И он не увидел впереди ни бескрайнего леса, ни воспоминаний — а увидел не воспринимаемую никакими чувствами бездну, которую он, казалось, хочет открыть, чтобы вздохнуть полной грудью вакуума. Чтобы выскочить вон из этого мира периметров и сладостно опорожниться, как в детстве под кустом, за его пределами.

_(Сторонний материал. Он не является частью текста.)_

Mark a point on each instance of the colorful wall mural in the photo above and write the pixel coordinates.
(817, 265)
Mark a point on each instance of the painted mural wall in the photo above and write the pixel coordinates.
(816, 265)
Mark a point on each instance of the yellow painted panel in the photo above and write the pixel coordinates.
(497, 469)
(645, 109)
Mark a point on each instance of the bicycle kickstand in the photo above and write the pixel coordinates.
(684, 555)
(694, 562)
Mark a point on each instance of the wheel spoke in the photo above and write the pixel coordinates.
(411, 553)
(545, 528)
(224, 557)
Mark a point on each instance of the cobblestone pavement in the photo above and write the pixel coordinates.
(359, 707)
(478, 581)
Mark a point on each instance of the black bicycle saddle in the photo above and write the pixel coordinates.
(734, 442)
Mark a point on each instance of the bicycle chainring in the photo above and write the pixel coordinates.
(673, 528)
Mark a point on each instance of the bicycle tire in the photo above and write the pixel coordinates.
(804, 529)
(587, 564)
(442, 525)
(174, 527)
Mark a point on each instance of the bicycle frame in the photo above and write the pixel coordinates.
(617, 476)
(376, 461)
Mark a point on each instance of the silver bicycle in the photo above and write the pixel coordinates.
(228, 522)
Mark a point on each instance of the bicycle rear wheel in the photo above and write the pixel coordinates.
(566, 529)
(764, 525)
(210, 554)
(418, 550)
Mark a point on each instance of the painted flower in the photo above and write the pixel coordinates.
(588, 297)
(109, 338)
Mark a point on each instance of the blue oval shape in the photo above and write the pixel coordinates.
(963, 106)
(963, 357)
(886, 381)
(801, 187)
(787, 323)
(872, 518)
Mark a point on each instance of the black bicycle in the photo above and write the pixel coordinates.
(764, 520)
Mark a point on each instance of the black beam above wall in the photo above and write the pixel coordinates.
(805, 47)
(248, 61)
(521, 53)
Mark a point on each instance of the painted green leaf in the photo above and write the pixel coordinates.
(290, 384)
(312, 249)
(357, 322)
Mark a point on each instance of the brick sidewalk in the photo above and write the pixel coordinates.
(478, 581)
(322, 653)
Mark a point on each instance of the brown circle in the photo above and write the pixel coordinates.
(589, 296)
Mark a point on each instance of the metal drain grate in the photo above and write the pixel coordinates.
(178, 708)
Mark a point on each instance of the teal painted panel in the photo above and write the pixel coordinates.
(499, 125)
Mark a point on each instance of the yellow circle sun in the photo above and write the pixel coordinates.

Она, супераутсорсер Фатима Обилич, чувствовала, как он легко и податливо вместился в нее весь — и это был лучший небоскреб в ее жизни, и она сделала огромное усилие, чтобы сдержаться… ибо если бы она сама подалась и сдалась, то, наверно, не устояла бы на ногах и потеряла бы его гораздо раньше, чем обязана была потерять. И когда открылась бездна, в которую он вошел, и когда эта бездна вошла в нее саму и в мгновение ока, как вакуумная бомба, опустошила все ее сосуды и нервные стволы, она нашла в себе силы еще раз сдержаться и не умереть. Она оказалась куда сильнее, чем предполагала.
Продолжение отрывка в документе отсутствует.